Dockerfile for creating Jenkins in Windows container.

Building Container

Jenkins is running from a java war on nanoserver.

docker build . -t dynamicd/jenksinci:v1

Running Jenkins

Jenkins administration occurs on port 8080. In addition, all persistant files are stored on c:\jenkins_home on the container. Therefore, the simplest way to launch the container is to port map and volume map as below:

docker run -d -p 8080:8080 -v C:/jenkins_home:C:/jenkins_home --name jenkins dynamicd/jenksinci:v1

Getting the inital password

can be pulled by typing out the inital password file c:\jenkins_home\secrets\initialAdminPassword.

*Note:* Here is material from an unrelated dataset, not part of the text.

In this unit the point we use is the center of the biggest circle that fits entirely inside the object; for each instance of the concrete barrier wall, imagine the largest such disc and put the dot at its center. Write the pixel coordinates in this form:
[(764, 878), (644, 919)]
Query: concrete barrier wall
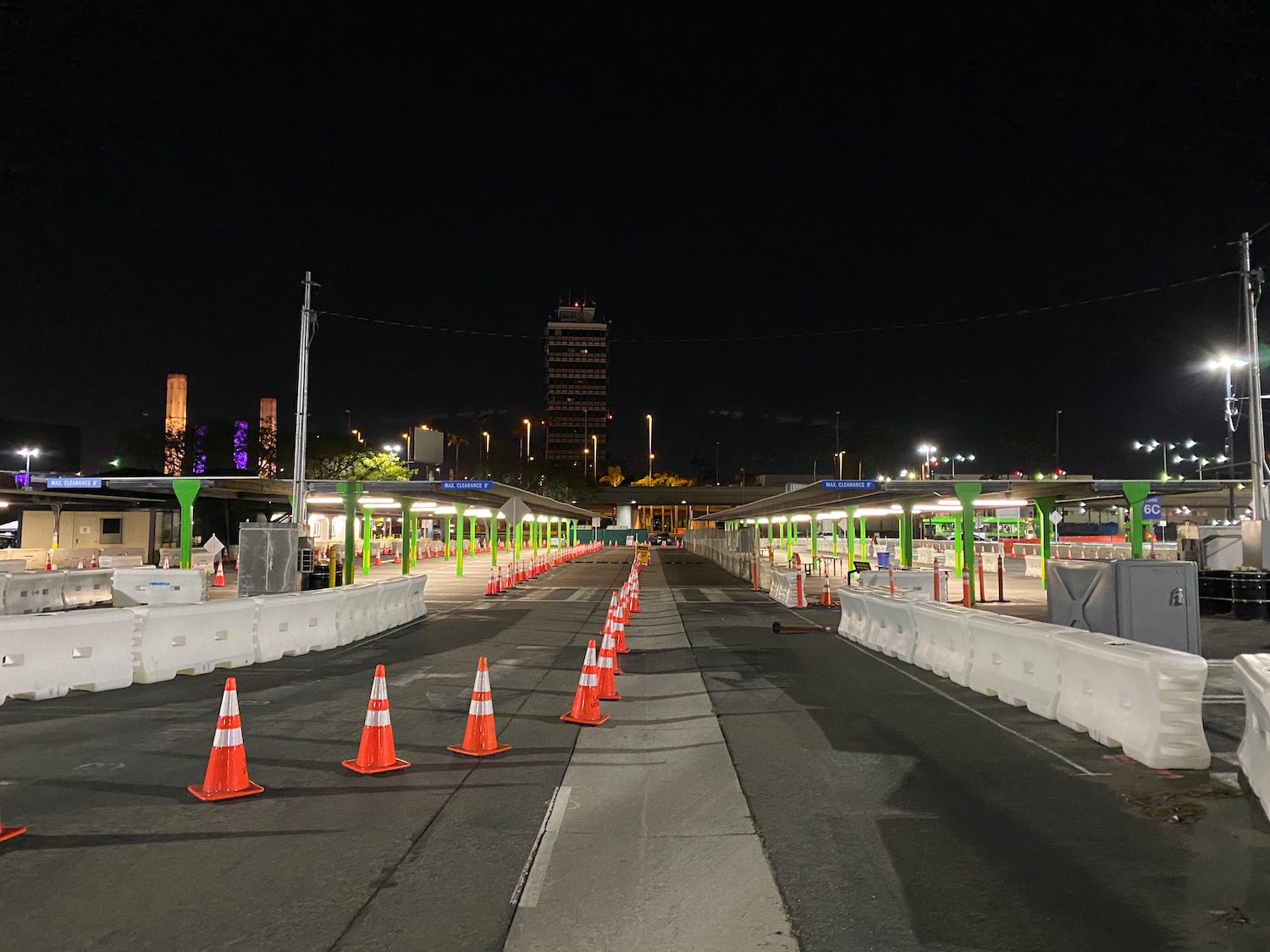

Why a war file instead of an msi installer

Why is a war used instead of using the jenkins.msi available for download? A few reasons:

  • war packages are ready to run, meaning no installation/unzipping is required and thus it can easily work in server nano or core without modification.
  • running the war package with "CMD" is in-line with docker expected behavior (container failure is now tied to the process ending, and container logs returns expected output), whereas the installer sets up a service which doesn't leverage docker structure.

Core Builder to Nano

The desire is to use a nano server becuase of the reduced footprint (~550mb vs 4.8GB). However, most EXE and MSI installers do not function correctly in Nano. Therefore, a servercore container is first spun up to perform the java installation and certificate store configuration, then then the final java directory is copied to the target nanoserver.

The Java version in use is JDK 8, as this worked reliably. OpenJDK was not forked until JDK 9 which is unsupported, and OpenJDK 11.0.2 had stability issues when testing.